Q 2.1: Please explain the weakness of stegbreak as a steganograph tool according to your experience in task 2.

            According to my experience in task 2, the weakness of Stegbreak results from the fact that an individual has to offer the manuscript with phrases to run the dictionary attack on it. It would be convenient and beneficial if Stegbreak contains a list of all the words within the application. Nonetheless, it is a useful tool for classifying data held by the JPEG.

Q 3.1: What are the major differences between Stegdetect and jphswin?

            The main difference between Jphswin and Stegdetect is that Jphswin employs a passphrase to encrypt and randomly place a message within the JPEG representation.

Q 3.2: Can you find a quick way to tell the difference between the two files “mall_at_night_S.gif” and ”mall_at_night.gif”? Please discuss ”how”!

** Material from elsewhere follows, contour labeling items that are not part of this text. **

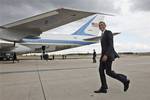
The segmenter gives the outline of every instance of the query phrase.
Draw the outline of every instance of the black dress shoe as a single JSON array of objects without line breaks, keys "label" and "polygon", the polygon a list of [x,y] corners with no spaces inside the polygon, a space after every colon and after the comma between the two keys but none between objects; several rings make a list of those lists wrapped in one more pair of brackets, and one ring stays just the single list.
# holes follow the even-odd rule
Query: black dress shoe
[{"label": "black dress shoe", "polygon": [[129,88],[130,80],[127,80],[127,82],[124,83],[124,91],[126,92]]},{"label": "black dress shoe", "polygon": [[94,91],[94,93],[107,93],[107,89],[99,89],[97,91]]}]

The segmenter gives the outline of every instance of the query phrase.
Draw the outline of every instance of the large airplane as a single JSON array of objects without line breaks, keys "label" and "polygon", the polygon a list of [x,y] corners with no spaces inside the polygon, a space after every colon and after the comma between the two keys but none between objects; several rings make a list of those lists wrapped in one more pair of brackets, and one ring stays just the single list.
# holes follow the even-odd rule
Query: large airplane
[{"label": "large airplane", "polygon": [[[57,9],[3,25],[0,27],[0,38],[3,40],[0,43],[0,52],[1,54],[4,52],[42,52],[44,55],[45,51],[58,51],[97,43],[100,39],[100,36],[97,34],[99,30],[93,24],[98,23],[101,18],[96,19],[98,15],[94,14],[96,13]],[[42,32],[91,15],[94,16],[70,35],[49,34],[48,37],[44,37],[44,35],[39,36]],[[2,56],[1,54],[0,57]],[[7,56],[2,56],[0,59],[6,59],[5,57]],[[13,55],[9,57],[14,58]]]}]

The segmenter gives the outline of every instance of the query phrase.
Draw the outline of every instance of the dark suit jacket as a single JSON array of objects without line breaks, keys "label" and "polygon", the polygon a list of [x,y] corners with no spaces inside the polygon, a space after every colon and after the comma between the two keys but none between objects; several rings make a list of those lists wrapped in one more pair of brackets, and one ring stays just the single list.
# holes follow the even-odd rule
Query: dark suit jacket
[{"label": "dark suit jacket", "polygon": [[113,34],[109,30],[105,30],[101,38],[102,56],[107,55],[109,61],[119,58],[119,55],[114,50]]}]

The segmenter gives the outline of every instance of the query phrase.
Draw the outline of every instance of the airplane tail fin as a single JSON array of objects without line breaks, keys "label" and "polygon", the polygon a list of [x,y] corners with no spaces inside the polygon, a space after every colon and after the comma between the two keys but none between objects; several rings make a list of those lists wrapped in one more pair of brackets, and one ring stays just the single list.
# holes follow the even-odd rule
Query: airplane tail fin
[{"label": "airplane tail fin", "polygon": [[72,35],[80,35],[80,36],[98,36],[99,27],[98,23],[104,20],[104,16],[96,15],[88,20],[82,27],[80,27],[76,32]]}]

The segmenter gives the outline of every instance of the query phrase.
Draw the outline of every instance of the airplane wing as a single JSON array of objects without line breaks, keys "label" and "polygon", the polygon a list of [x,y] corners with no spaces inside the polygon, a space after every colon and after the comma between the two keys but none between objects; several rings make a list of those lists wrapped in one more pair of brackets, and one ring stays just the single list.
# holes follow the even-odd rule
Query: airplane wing
[{"label": "airplane wing", "polygon": [[6,31],[3,33],[7,33],[7,35],[3,35],[1,32],[0,35],[1,38],[5,40],[19,41],[26,36],[38,36],[42,32],[93,14],[96,13],[65,8],[56,9],[44,14],[0,26],[1,29]]}]

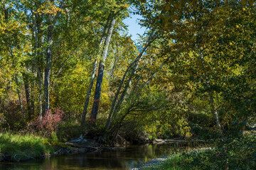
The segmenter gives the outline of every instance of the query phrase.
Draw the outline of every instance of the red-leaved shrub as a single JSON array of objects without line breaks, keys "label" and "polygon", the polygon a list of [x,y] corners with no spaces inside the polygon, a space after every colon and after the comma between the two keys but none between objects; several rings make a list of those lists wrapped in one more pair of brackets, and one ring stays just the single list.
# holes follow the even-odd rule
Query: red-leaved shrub
[{"label": "red-leaved shrub", "polygon": [[42,116],[42,122],[41,122],[40,116],[36,120],[35,124],[38,130],[46,130],[48,134],[55,132],[62,121],[64,112],[60,108],[53,109],[53,113],[50,110],[48,110],[44,115]]}]

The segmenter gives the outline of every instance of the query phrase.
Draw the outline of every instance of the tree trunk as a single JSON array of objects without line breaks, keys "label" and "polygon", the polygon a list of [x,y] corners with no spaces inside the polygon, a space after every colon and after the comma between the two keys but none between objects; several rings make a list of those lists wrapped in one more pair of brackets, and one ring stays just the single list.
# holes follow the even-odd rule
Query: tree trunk
[{"label": "tree trunk", "polygon": [[[106,30],[108,27],[110,16],[111,16],[111,13],[110,13],[109,17],[107,18],[105,26],[104,27],[104,29],[103,29],[102,35],[100,38],[99,45],[97,47],[98,48],[98,54],[100,52],[101,45],[102,44],[104,38],[105,38]],[[86,99],[85,99],[85,106],[84,106],[84,110],[83,110],[82,114],[82,120],[81,120],[81,127],[82,128],[84,128],[84,126],[85,126],[85,118],[86,118],[86,115],[87,115],[87,110],[88,108],[90,98],[90,95],[91,95],[91,92],[92,92],[92,89],[93,86],[94,79],[95,77],[97,64],[97,57],[96,57],[95,61],[93,64],[93,69],[92,69],[92,76],[91,76],[91,81],[90,81],[89,87],[88,87],[88,91],[87,91],[87,94]]]},{"label": "tree trunk", "polygon": [[[116,94],[114,94],[114,100],[112,101],[112,104],[111,106],[111,108],[110,108],[110,113],[109,113],[109,116],[107,118],[107,123],[106,123],[106,125],[105,125],[105,127],[106,127],[106,129],[109,129],[110,126],[110,119],[112,117],[112,114],[113,114],[113,112],[114,110],[115,110],[115,108],[117,108],[116,106],[116,103],[117,103],[117,97],[118,97],[118,95],[121,91],[121,89],[122,89],[122,84],[124,84],[124,79],[126,78],[126,76],[127,75],[127,73],[130,70],[130,69],[133,69],[133,71],[132,72],[135,72],[135,69],[134,68],[137,67],[137,63],[139,62],[139,60],[142,58],[143,54],[144,53],[144,52],[146,51],[146,50],[147,49],[147,47],[149,46],[149,45],[153,42],[151,38],[152,38],[152,36],[154,35],[154,31],[151,33],[151,35],[149,35],[149,40],[147,40],[144,47],[143,48],[142,51],[139,53],[139,55],[136,57],[136,59],[134,60],[134,61],[133,62],[132,62],[127,67],[127,69],[126,69],[124,75],[123,75],[123,77],[121,80],[121,82],[120,82],[120,84],[118,87],[118,89],[116,92]],[[130,76],[131,77],[131,76]],[[128,84],[129,84],[129,82],[128,83]],[[124,88],[125,89],[125,88]],[[127,90],[124,90],[124,91],[127,91]],[[120,101],[120,99],[119,100],[119,101]],[[117,102],[117,103],[119,103],[119,102]],[[118,106],[118,104],[117,104],[117,106]]]},{"label": "tree trunk", "polygon": [[[203,52],[201,50],[199,51],[199,57],[201,60],[203,67],[205,67],[205,62],[204,62],[204,59],[203,59]],[[208,76],[206,74],[206,71],[204,72],[204,74],[206,76],[206,86],[209,89],[208,94],[209,94],[210,104],[210,107],[211,107],[211,113],[215,118],[217,128],[218,128],[218,130],[221,130],[221,126],[220,126],[220,120],[219,120],[219,118],[218,118],[218,109],[215,107],[215,105],[214,103],[213,91],[211,91],[211,89],[210,89],[210,84],[208,80]]]},{"label": "tree trunk", "polygon": [[94,98],[93,106],[92,106],[92,115],[93,116],[94,119],[97,118],[97,112],[98,112],[98,109],[99,109],[101,87],[102,87],[102,80],[103,80],[105,61],[106,60],[107,50],[108,50],[108,47],[110,46],[110,39],[111,39],[111,36],[112,34],[114,24],[115,24],[115,19],[113,18],[110,22],[110,26],[107,31],[107,35],[106,40],[105,42],[104,49],[103,49],[103,52],[102,52],[102,60],[100,61],[100,64],[99,64],[99,71],[98,71],[97,82],[96,82],[95,98]]},{"label": "tree trunk", "polygon": [[14,76],[14,79],[15,79],[15,82],[17,85],[17,93],[18,93],[18,102],[19,102],[19,105],[20,105],[20,108],[21,108],[21,110],[23,115],[23,117],[25,118],[25,113],[24,113],[24,108],[23,107],[23,103],[22,103],[22,99],[21,99],[21,91],[18,89],[18,79],[17,76]]},{"label": "tree trunk", "polygon": [[82,128],[83,128],[85,126],[85,118],[86,118],[86,114],[87,114],[87,110],[88,108],[90,97],[91,95],[92,89],[93,86],[93,82],[94,82],[94,79],[95,77],[96,68],[97,68],[97,60],[95,60],[95,61],[93,64],[93,70],[92,72],[91,81],[90,81],[89,87],[88,87],[88,91],[87,91],[87,94],[86,96],[86,100],[85,100],[85,103],[84,110],[83,110],[82,115],[82,121],[81,121]]},{"label": "tree trunk", "polygon": [[26,73],[22,74],[23,79],[24,81],[24,87],[25,87],[25,94],[26,94],[26,99],[27,103],[27,109],[28,109],[28,120],[31,118],[31,94],[29,90],[29,82],[28,74]]},{"label": "tree trunk", "polygon": [[[51,17],[49,15],[49,23],[51,22]],[[46,66],[45,70],[45,81],[44,81],[44,90],[45,90],[45,104],[44,112],[50,109],[50,98],[49,98],[49,87],[50,87],[50,66],[51,66],[51,52],[53,44],[53,26],[52,23],[48,26],[47,28],[47,49],[46,49]]]}]

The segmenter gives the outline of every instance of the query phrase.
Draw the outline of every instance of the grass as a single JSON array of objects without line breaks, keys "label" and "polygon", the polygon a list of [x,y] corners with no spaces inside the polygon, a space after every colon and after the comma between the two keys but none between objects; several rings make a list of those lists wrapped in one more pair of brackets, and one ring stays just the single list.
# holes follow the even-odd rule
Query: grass
[{"label": "grass", "polygon": [[256,169],[256,136],[227,140],[206,148],[174,154],[157,166],[144,169]]},{"label": "grass", "polygon": [[50,138],[36,135],[0,133],[0,153],[8,154],[11,161],[21,161],[36,158],[42,154],[54,152],[63,144],[55,134]]}]

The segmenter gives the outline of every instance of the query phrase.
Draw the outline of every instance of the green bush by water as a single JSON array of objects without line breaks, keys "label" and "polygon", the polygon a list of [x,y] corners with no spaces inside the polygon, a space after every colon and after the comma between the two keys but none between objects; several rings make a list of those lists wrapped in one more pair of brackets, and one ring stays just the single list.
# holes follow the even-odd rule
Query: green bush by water
[{"label": "green bush by water", "polygon": [[255,135],[216,142],[214,148],[175,154],[162,164],[146,169],[255,169]]}]

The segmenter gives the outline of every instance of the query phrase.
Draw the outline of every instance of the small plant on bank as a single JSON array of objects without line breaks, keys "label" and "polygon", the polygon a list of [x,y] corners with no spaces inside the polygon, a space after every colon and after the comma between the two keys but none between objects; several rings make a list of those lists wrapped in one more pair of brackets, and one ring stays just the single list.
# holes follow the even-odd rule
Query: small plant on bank
[{"label": "small plant on bank", "polygon": [[48,110],[42,116],[41,120],[40,116],[36,119],[35,125],[37,130],[46,130],[48,135],[56,131],[58,126],[62,122],[64,112],[60,108],[55,108],[53,109],[53,113],[50,110]]}]

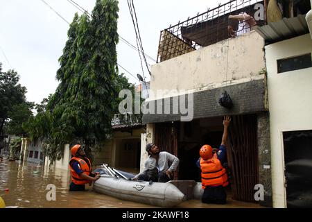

            The best and quickest way to tell the disparity between ”mall_at_night.gif“ and ”mall_at_night_S.gif“ is by inserting both files into the XVI32 editor. The ”mall_at_night_S.gif“ is discovered to be a GIF89 box file while ”mall_at_night.gif“ is shown to be a GIF87 file. GIF89 include support for both animation and multiple images in the file. On the other hand, GIF87 is the original format for the initial images. As such, it is implicit that ”mall_at_night_S.gif” is a file that has an additional data entrenched inside it.

Q 3.3: Can you reveal the file inside ”mall_at_night_S.gif” (Using the password ”tyui”)? If not, please discuss why it cannot be revealed.

            From the analysis carried out within the lab, the file inside “mall_at_night_S.gif” could not be shown or exposed to the provided techniques. The rationale that the file could not be revealed is that the program file that was originally hidden with it was not recognized when the file was run through Stegdetect. The password ”tyui” did not work when tried. Thus, we did not have a password to reveal the concealed file when we run it through jphswin.exe.

Q 3.4: Can you use the provided software to detect in all the evidence files on whether they have files hidden inside or not? If not, why, please discuss!

            I suppose it’s possible to use it. To be exact, the XVI32 editor will show the hex code that can be used to tell the file that has been adjusted or modified.

Q 3.5: What are the strengths and weaknesses of Camouflage and jphs05? Please compare and discuss based on your experience of using the tools and the manuals.

            Jphs05 give one an opportunity to hide a file in a jpeg file only. Camouflage allows a user to conceal personal information that can easily be identified in the archives. Somewhat, each application is file-specific.